This study conducted cultivar experiments under flooded and upland conditions in paddy fields to explore factors associated with the adaptability of high-yielding cultivars to limited water conditions. In particular, we focused on dry matter productivity. We tested several high-yielding cultivars, as well as standard and traditional cultivars as references. We measured several features, including radiation use efficiency (RUE), leaf water potential (LWP) and root length density (RLD). On the basis of these results, we discussed which features determined productivity under water-limited conditions, and we suggest certain indexes for use in cultivar selection.

2. Materials and Methods

2.1. Cultivation Methods

The experiment was conducted at the experimental farm at Kyoto University for 3 years, from 2005-2007. For the experiment, we prepared two adjacent paddy fields, which had been used as flooded paddies by the same management for several years [16] . One field was used for the flooded condition, and the other was used for the upland condition. In 2005 and 2006, 9 cultivars were planted: Takanari, Nipponbare and Yumenohatamochi ( Japan ), IR72 and IR55423-01 ( Apo ) (IRRI), B6144-MR-6-0-0 (B6144) and Banten ( Indonesia ), Mak hin sung (Lao PDR) and WAB 450-IBP-121-4-1 (WAB) (WARDA). In 2007, we planted the same cultivars, except for Yumenohatamochi, Banten and WAB. Takanari and IR72 are high-yielding cultivars for lowland conditions. Apo and B6144 are bred as high-yielding cultivars for upland conditions [7] . WAB is one of the inter-specific lines derived from a cross between O. glaberrima and O. sativa, bred for upland conditions [17] . This line exhibited a paddy yield of more than 700 g∙m−2 under upland conditions in Japan [18] . Nipponbare and Yumenohatamochi are Japanese standard cultivars for lowland and upland conditions, respectively. Banten and Mak hin sung are traditional upland cultivars [19] [20] . These cultivars were tested with three replicates in a randomized block design, for each irrigated and upland condition. The area of each replicate ranged from 4.32 m2 to 9.94 m2.

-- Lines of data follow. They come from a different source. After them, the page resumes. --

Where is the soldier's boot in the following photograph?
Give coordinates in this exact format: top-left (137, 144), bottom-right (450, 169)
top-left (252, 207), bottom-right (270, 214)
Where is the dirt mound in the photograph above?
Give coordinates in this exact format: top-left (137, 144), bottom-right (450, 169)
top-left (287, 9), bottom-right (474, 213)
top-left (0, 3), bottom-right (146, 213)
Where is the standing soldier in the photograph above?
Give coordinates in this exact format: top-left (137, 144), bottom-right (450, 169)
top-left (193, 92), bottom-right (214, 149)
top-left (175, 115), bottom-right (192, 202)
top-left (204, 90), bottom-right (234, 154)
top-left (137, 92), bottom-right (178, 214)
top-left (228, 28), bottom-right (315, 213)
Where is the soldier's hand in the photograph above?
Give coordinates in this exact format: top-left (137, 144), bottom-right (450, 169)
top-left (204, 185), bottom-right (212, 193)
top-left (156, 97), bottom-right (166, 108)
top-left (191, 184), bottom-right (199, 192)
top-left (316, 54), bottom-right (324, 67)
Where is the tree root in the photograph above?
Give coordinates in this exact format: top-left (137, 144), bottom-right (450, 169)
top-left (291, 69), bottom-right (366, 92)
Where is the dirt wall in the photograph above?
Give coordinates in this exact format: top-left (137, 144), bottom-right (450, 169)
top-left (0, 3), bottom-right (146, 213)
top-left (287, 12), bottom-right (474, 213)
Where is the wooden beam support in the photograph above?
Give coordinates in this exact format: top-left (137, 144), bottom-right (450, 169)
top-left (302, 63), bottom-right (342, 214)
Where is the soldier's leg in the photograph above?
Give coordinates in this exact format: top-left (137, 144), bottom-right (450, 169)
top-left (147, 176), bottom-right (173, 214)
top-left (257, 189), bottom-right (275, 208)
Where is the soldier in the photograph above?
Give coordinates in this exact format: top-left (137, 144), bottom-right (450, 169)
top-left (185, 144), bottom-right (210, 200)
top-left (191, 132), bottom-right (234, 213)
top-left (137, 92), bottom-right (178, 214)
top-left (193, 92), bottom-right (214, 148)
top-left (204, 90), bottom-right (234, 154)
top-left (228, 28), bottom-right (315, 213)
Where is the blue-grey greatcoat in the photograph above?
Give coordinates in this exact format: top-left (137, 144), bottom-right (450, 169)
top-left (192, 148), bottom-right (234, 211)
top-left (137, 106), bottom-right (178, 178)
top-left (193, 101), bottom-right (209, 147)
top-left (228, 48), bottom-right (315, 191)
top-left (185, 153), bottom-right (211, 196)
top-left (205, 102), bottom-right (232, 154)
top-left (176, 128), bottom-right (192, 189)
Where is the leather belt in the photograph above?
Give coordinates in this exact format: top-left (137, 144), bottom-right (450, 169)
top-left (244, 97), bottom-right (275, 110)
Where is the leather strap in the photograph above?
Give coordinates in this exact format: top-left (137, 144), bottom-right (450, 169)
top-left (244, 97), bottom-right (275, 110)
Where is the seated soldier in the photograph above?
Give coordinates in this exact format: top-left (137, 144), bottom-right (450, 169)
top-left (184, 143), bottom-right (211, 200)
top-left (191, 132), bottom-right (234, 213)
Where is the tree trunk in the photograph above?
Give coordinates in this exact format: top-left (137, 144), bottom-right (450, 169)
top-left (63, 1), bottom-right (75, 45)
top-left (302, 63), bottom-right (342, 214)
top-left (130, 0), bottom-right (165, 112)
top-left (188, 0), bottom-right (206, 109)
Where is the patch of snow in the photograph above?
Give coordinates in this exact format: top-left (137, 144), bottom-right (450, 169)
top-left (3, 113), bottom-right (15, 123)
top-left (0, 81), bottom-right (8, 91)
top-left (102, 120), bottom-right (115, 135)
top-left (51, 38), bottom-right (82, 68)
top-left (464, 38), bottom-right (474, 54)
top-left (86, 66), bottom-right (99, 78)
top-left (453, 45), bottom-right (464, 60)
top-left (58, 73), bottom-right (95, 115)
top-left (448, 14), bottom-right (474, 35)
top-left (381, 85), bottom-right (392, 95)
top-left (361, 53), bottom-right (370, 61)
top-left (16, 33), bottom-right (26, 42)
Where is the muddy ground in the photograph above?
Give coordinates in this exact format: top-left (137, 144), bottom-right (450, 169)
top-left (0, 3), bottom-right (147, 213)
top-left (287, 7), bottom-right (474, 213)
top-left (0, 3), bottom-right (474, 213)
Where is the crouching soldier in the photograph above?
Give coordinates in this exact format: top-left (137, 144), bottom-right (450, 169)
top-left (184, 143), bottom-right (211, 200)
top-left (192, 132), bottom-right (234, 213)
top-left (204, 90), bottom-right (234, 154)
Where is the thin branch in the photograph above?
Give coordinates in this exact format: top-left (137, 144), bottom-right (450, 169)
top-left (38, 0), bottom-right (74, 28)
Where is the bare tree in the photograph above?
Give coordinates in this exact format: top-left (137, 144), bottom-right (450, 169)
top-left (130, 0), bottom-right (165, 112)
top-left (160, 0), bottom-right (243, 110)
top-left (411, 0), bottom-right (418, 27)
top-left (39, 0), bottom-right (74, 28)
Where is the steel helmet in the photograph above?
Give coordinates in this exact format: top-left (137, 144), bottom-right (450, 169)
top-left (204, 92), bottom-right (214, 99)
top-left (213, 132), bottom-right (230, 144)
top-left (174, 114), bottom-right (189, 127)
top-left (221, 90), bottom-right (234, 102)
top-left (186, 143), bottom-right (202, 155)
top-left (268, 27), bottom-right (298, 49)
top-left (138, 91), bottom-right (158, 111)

In the flooded condition, 3-week-old seedlings were transplanted in late May for a period of 3 years. In the upland condition, the same seedlings were transplanted in 2005 and 2007, while the cultivars were direct seeded in late April of 2006. Each seedling was nursed in a paper pod, with one seed in each cell. We transplanted one plant at each hill. For direct seeding, five seeds were planted for each hill and thinned to one plant one month after seeding. The hill covered an area that was 0.3 m × 0.15 m (22.2 hill∙m−2). We performed basal fertilizer applications (N − P2O5 − K2O = 5 g∙m−2 − 5 g∙m−2 − 5 g∙m−2).

Irrigation was applied to the upland condition before plant leaves displayed severe rolling due to water stress. The irrigation dates were 27 June and 1 August in 2005, 10 August and 28 September in 2006, and 12 August in 2007 (Figure 1). During the off season, from November to April, ort was planted as green manure without che- mical fertilizer.

2.2. Measurements

Rice plants were sampled at heading and maturity for 3 years. For each replicate, we sampled 4 hills in 2005, 2 hills in 2006, and 2 hills in 2007. We selected the hills that had an average number of tillers at each replicate (average of 20 hills). The samples were analyzed to determine the leaf area index (LAI) and dry weight of each organ. At each replicate, paddy yield in dry weight at maturity was measured for 24 hills in 2005 and for 10 hills in 2006 and 2007.

Root length density was measured for flooded and upland conditions in 2005 and only for upland conditions in 2006 and 2007. One plant for each cultivar was sampled in 2005 and one plant for each replicate was sampled in 2006 and 2007. A soil block was taken with each root, still attached to the plant. Soil block area was 0.3 m × 0.15 m, and depth was 0.3 m. The plant was at the center of the surface. After the soil was carefully washed out, the root was divided into two layers: surface - 15 cm and 15 cm - 30 cm depth. Root length was determined by root scanner (DIAS Root length, Delta-T Devices Ltd, Cambridge , UK ).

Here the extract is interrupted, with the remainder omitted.